Verse 32
Jesus therefore said unto them, Verily, verily, I say unto you, It was not Moses that gave you the bread out of heaven; but my Father giveth you the true bread out of heaven.
See under preceding verse. They were wrong in their inference that Moses was greater than Christ, for God, not Moses, fed them in the wilderness. Moses was God's "servant" (Nehemiah 9:14), and thus he stood in the comparison of the two wonders on a parity with the apostles, through whose hands Jesus fed them; and Christ was on a parity with God the provider. In the second clause, Christ again tried to lift their eyes to the far more wonderful thing that God was at that very moment doing for them in his providing the "true bread out of heaven," namely, Christ the Saviour. The tragedy was complete in this, that they could not see the true bread before their eyes, being utterly blinded by the barley loaves which absolutely dominated their thoughts.
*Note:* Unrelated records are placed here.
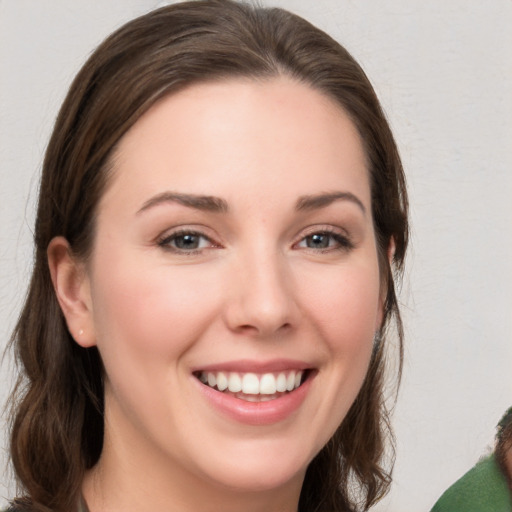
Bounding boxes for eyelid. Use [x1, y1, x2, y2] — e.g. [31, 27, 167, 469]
[155, 226, 222, 255]
[293, 224, 355, 253]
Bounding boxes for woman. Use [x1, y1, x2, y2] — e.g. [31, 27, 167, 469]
[6, 0, 407, 512]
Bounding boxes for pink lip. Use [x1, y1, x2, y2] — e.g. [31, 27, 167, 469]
[192, 359, 312, 373]
[194, 366, 315, 425]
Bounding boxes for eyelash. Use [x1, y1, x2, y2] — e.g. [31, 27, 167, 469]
[157, 227, 354, 256]
[295, 227, 354, 254]
[157, 229, 220, 256]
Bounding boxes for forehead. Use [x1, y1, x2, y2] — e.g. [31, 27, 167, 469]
[104, 77, 369, 211]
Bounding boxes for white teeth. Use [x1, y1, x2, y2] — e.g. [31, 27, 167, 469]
[199, 370, 304, 394]
[242, 373, 260, 395]
[260, 373, 277, 395]
[286, 372, 295, 391]
[228, 373, 242, 393]
[217, 372, 228, 391]
[276, 373, 286, 393]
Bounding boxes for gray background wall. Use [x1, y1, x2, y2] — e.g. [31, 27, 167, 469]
[0, 0, 512, 512]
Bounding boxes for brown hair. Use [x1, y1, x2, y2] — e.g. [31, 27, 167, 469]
[7, 0, 408, 512]
[495, 407, 512, 490]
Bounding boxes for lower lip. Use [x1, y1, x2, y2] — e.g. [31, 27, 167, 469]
[194, 375, 314, 425]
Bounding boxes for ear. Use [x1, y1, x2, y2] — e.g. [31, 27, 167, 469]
[47, 236, 96, 348]
[375, 237, 396, 332]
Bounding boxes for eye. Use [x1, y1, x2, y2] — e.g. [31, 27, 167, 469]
[297, 230, 353, 252]
[158, 230, 217, 253]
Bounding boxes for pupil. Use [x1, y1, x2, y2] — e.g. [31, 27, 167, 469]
[309, 234, 329, 249]
[175, 235, 199, 249]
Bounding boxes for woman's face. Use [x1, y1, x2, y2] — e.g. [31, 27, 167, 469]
[84, 78, 382, 498]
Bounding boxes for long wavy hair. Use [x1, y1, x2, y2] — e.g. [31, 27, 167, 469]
[10, 0, 408, 512]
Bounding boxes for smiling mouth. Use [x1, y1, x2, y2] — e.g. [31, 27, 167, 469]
[194, 370, 310, 402]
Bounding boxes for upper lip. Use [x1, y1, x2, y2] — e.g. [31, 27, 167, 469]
[192, 359, 312, 373]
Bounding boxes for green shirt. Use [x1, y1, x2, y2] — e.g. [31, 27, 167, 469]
[431, 455, 512, 512]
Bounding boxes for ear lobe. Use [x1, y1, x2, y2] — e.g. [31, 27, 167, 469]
[47, 236, 96, 348]
[375, 237, 396, 331]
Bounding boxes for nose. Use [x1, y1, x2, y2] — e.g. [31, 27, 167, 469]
[225, 250, 300, 338]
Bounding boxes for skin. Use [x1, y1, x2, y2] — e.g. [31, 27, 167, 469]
[49, 78, 383, 512]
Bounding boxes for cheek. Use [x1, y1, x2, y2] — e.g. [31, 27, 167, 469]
[88, 255, 217, 361]
[309, 265, 381, 354]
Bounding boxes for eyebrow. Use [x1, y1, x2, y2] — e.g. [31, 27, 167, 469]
[137, 192, 229, 214]
[295, 192, 366, 214]
[137, 192, 366, 214]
In many of God's wonders, there are primary and secondary manifestations of them, as in the rainbow, the primary bow always appearing brighter and on the lower level, and with the colors reversed in the secondary. Thus, there are two miracles in view in sign four. The primary wonder was the barley loaves, the higher marvel being Christ himself, the true bread of heaven. In this remarkable analogy, a change of status appears in the function of Christ, who in the physical miracle was the provider, but who in the spiritual counterpart of it appeared as the bread provided, recalling the reversal of the rainbow colors mentioned above. Jesus never succeeded in lifting the eyes of his audience to that higher level of seeing the true bread of life. The barley loaves, the barley loaves, the barley loaves!